Two days later and I’m back at Site B. It has been rain, rain and more rain over the past 48 hours, but at least it’s dry for me this morning. As I arrive, 03 is on his perch, looking over towards me. He looks good in this morning light, his white foreparts contrasting with the deep brown of his wings and back, and his outline sleek, slim and smooth, reminding me of a framed painting of him by John Wright which I have on the wall at home. It’s part of a sequence called ‘Rutland Osprey Family Life’, and was completed in 2004. Various scenes from the season are depicted ~ 03 and his faithful mate 05(00) ~ and of course the two juveniles from that year (5R and 5N), both of which are thankfully still with us and breeding themselves now at Manton Bay and Site N respectively. The vignette I am reminded of today is labelled ‘Male on guard nearby’. At fifteen years old, ‘Mr Rutland’ looks exactly the same this morning as he did eight years ago in John’s painting. As I watch, he rises into the air and flies over me, no doubt towards the reservoir and another fishing trip. As he does so, his new mate, who flew in to take the place of 05(00) when she did not return in 2009, moves to the perch where he had been. Immediately three striped heads appear over the rim of the nest ~ his 25th, 26th and 27th offspring!

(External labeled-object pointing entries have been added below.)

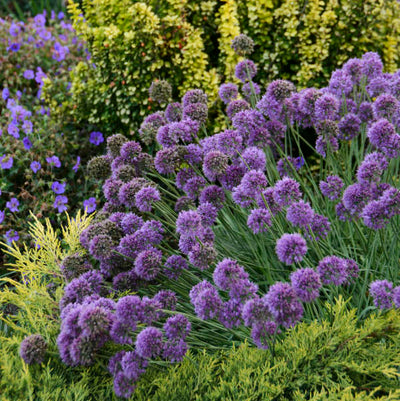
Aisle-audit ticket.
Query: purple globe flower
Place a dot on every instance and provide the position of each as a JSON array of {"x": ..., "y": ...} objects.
[
  {"x": 382, "y": 293},
  {"x": 89, "y": 205},
  {"x": 96, "y": 138},
  {"x": 300, "y": 214},
  {"x": 291, "y": 248},
  {"x": 12, "y": 205},
  {"x": 58, "y": 187},
  {"x": 60, "y": 203}
]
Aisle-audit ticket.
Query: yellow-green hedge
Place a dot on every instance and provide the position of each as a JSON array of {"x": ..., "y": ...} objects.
[{"x": 187, "y": 42}]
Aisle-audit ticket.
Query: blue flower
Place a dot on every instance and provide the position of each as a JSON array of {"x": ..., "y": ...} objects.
[
  {"x": 58, "y": 188},
  {"x": 35, "y": 166},
  {"x": 89, "y": 205}
]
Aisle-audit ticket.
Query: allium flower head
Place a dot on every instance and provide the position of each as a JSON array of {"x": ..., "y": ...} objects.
[
  {"x": 96, "y": 138},
  {"x": 245, "y": 70},
  {"x": 291, "y": 248},
  {"x": 160, "y": 91},
  {"x": 259, "y": 220},
  {"x": 228, "y": 92},
  {"x": 286, "y": 191},
  {"x": 33, "y": 349},
  {"x": 243, "y": 45},
  {"x": 382, "y": 293},
  {"x": 306, "y": 283}
]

At 9.04 he is back with a trout for the family, and he resumes his vigil on the perch while they enjoy their fishy breakfast. Afterwards, peace resumes. Small parties of swifts swoop over the field, coming low to harvest the insects and then climbing high again. Like me, they sense rain is not far away. A pair of whitethroats have a nest nearby, and this morning both adults are active and noisy ~ in the thick bramble just away to my right, and also on the fence and posts in front. The cuckoo calls, but not as insistently as last week ~ his singing time is almost over.
Swift, whitethroat, cuckoo, osprey ~ all here with me now, but all due to join the flyways to Africa when the all too brief summer season is over. I savour every moment spent in their company.
By 12.30 I’m driving home in the rain. A man on the radio tells me that the Anglian Water Company has decided to lift its hose-pipe ban. With some regions of the country now under water, and over 50 flood warnings in operation, it’s been a funny old drought! I switch to another radio station. They’re talking about a 14th Century miracle play called ‘Noye’s Fludde’ ~ Noah’s Flood. I switch off and drive home in silence.